Mercati sotto la superficie: cosa raccontano davvero i dati
🇺🇸 USA – Fed ferma, dati misti e dollaro che torna a rafforzarsi Negli Stati Uniti il quadro si chiarisce ma non diventa più semplice. Il FOMC ha lasciato i tassi invariati nel range 3,5%–3,75%, con una decisione tutt’altro che unanime (10 voti contro 2),
I verbali del FOMC di maggio e le aspettative dei mercati
Come ci si aspettava, i verbali del FOMC hanno confermato l’aumento dei tassi di interesse di mezzo punto percentuale nei prossimi due incontri. Pur sottolineando la determinazione di tutti i membri per ripristinare la stabilità dei prezzi, i verbali del FOMC del 3-4 maggio hanno evidenziato l’importanza di mantenere l’attenzione sulle condizioni finanziarie.
Nelle settimane successive all’incontro della Fed, la volatilità dei mercati finanziari è aumentata poiché gli investitori sono preoccupati per il rischio di una recessione. Anche la preoccupazione per le prospettive dei profitti aziendali e l’aumento dei tassi di interesse hanno agitato i mercati. L’indice S&P 500 è sceso di circa il 17% da inizio anno, mentre i titoli del Tesoro a due anni sono saliti al 2,5%, dallo 0,8% a inizio gennaio.
Rivalutazione o pausa?
L’incertezza sulle potenziali linee di guasto nei mercati finanziari e su quale sia il livello dei tassi che comprime la domanda segnala che la politica sarà più dipendente dai dati dopo le riunioni di giugno e luglio. Lunedì il presidente della Fed di Atlanta Raphael Bostic ha suggerito che una pausa degli aumenti a settembre potrebbe avere senso se le pressioni sui prezzi si fossero raffreddate.

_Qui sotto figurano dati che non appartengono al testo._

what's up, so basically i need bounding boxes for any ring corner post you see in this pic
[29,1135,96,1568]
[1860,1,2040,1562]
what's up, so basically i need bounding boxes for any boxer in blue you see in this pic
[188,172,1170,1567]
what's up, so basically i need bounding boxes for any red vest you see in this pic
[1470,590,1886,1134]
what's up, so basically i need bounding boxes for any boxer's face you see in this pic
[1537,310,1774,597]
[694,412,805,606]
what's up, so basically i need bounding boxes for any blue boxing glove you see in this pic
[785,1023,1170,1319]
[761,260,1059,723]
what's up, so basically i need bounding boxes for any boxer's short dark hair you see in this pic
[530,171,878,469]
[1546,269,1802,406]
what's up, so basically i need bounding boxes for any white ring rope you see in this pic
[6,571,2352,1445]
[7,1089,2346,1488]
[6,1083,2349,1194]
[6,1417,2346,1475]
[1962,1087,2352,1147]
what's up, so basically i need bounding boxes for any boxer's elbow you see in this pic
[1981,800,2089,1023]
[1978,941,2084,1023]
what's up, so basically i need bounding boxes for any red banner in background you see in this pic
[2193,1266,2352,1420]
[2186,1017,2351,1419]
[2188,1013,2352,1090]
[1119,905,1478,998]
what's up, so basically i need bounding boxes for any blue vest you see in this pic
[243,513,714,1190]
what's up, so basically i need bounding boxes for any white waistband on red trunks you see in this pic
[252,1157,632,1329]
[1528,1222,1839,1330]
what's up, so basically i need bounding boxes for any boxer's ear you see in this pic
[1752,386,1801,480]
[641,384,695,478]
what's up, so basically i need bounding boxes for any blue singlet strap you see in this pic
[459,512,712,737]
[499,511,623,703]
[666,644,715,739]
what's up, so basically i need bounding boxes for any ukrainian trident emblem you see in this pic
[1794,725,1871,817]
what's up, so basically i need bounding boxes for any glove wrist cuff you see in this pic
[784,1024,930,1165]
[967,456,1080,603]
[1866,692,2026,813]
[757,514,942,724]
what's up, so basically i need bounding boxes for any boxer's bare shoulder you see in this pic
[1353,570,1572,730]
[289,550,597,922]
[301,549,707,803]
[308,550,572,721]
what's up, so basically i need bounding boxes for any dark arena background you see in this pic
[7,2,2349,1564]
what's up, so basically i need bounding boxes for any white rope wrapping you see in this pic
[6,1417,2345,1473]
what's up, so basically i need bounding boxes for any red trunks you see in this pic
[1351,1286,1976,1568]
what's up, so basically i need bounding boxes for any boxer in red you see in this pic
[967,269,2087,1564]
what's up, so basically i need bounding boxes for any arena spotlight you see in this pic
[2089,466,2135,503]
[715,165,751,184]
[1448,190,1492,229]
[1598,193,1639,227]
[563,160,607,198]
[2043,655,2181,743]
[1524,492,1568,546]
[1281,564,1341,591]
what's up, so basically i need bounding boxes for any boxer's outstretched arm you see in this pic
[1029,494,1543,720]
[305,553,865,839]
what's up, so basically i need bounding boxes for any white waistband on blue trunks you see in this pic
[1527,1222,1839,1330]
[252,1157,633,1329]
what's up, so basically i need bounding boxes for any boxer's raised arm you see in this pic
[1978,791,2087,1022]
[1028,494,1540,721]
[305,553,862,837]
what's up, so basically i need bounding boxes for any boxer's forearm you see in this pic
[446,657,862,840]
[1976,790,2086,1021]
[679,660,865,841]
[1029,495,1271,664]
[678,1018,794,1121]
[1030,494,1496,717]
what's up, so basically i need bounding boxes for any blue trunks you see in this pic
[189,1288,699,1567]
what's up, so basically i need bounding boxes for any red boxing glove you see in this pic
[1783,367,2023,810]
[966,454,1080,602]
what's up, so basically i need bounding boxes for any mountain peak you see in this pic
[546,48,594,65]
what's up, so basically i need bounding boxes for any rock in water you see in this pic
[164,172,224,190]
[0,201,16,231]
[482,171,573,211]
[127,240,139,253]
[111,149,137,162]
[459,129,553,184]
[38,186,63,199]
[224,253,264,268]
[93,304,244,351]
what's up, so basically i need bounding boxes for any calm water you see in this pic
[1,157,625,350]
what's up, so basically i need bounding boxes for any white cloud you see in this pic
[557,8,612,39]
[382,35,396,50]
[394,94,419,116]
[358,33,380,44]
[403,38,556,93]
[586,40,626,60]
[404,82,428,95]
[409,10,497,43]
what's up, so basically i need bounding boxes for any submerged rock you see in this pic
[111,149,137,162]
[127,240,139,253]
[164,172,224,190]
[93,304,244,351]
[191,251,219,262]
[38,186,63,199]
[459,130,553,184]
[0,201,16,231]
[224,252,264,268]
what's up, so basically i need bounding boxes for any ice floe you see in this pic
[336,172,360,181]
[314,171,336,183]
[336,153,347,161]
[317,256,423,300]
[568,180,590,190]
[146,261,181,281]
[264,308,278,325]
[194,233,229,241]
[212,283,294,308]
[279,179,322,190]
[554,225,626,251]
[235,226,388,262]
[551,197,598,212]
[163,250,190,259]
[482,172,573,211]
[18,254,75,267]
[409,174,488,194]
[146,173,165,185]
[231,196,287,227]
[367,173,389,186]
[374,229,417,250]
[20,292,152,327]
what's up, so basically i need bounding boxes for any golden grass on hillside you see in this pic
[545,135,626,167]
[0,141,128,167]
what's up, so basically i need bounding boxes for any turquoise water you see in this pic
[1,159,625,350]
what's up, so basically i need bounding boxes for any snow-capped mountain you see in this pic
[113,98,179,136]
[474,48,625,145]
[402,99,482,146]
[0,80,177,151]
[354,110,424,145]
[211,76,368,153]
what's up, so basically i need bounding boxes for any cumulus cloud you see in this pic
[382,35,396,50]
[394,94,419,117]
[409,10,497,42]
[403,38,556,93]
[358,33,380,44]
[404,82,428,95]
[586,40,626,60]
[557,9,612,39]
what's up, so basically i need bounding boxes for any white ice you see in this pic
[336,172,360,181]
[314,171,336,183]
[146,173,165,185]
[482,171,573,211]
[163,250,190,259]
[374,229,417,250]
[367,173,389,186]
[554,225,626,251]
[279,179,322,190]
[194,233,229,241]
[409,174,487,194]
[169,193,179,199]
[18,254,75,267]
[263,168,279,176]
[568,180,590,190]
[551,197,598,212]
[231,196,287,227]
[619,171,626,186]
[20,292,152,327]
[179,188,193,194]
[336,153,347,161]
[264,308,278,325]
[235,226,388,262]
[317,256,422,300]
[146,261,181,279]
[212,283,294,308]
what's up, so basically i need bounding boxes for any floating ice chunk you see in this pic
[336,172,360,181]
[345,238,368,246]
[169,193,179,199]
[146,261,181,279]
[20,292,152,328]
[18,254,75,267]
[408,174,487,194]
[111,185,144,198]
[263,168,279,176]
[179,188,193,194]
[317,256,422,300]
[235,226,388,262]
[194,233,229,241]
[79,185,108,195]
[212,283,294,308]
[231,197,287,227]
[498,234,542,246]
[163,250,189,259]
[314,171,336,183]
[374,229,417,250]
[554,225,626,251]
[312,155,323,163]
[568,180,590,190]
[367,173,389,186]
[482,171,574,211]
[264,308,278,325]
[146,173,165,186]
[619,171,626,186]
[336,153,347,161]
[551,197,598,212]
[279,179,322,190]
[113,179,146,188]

Non è irragionevole pensare che la Fed stia sottolineando che il percorso da settembre in poi non è scolpito nella pietra. Molti partecipanti hanno ritenuto che accelerare l’inasprimento lascerebbe il comitato ben posizionato entro la fine dell’anno per valutare gli effetti della politica e gli sviluppi economici.
La riduzione del bilancio
Durante la riunione, i funzionari hanno anche finalizzato i piani per ridurre il bilancio da $ 8,9 trilioni (più di un terzo del PIL degli Stati Uniti). A partire dal 1 giugno, le partecipazioni in titoli del Tesoro potranno diminuire di $ 30 miliardi al mese, salendo con incrementi a $ 60 miliardi al mese a settembre. I titoli garantiti da ipoteca si ridurranno invece di $ 17,5 miliardi al mese, salendo a $ 35 miliardi a settembre.
Per quanto riguarda i rischi legati alla riduzione del bilancio, diversi partecipanti hanno notato il potenziale di effetti imprevisti sulle condizioni dei mercati finanziari.
I verbali del FOMC hanno anche mostrato proiezioni di inflazione al rialzo. La Fed stima che l’indice PCE aumenterà del 4,3% nel 2022 prima di decelerare a un aumento del 2,5% l’anno prossimo. La misura è aumentata del 6,6% per i 12 mesi terminati a marzo.
Le aspettative dei mercati
Nonostante i verbali del FOMC, i trader non danno per scontato un aumento di 50 punti base a luglio. Al momento, i contratti swap stanno prezzando meno di 100 punti base di aumenti combinati dei tassi alle riunioni di giugno e luglio. La scorsa settimana i trader hanno prezzato almeno due aumenti di mezzo punto nei prossimi due mesi, con una piccola possibilità di una mossa di 75 punti base in uno degli incontri.
Per la successiva riunione di settembre, i contratti hanno prezzato 33 punti base di aumento, ovvero una probabilità del 66% di un aumento di mezzo punto percentuale. Questa aspettativa è in calo rispetto a un picco di oltre 60 punti base prima della riunione della Fed di maggio.
Le aspettative per il livello al quale il tasso sui fondi federali raggiungerà il picco (terminal rate) si stanno ritirando dal 3%. Il tasso ufficiale dovrebbe raggiungere il massimo intorno al 2,93% entro la metà del prossimo anno.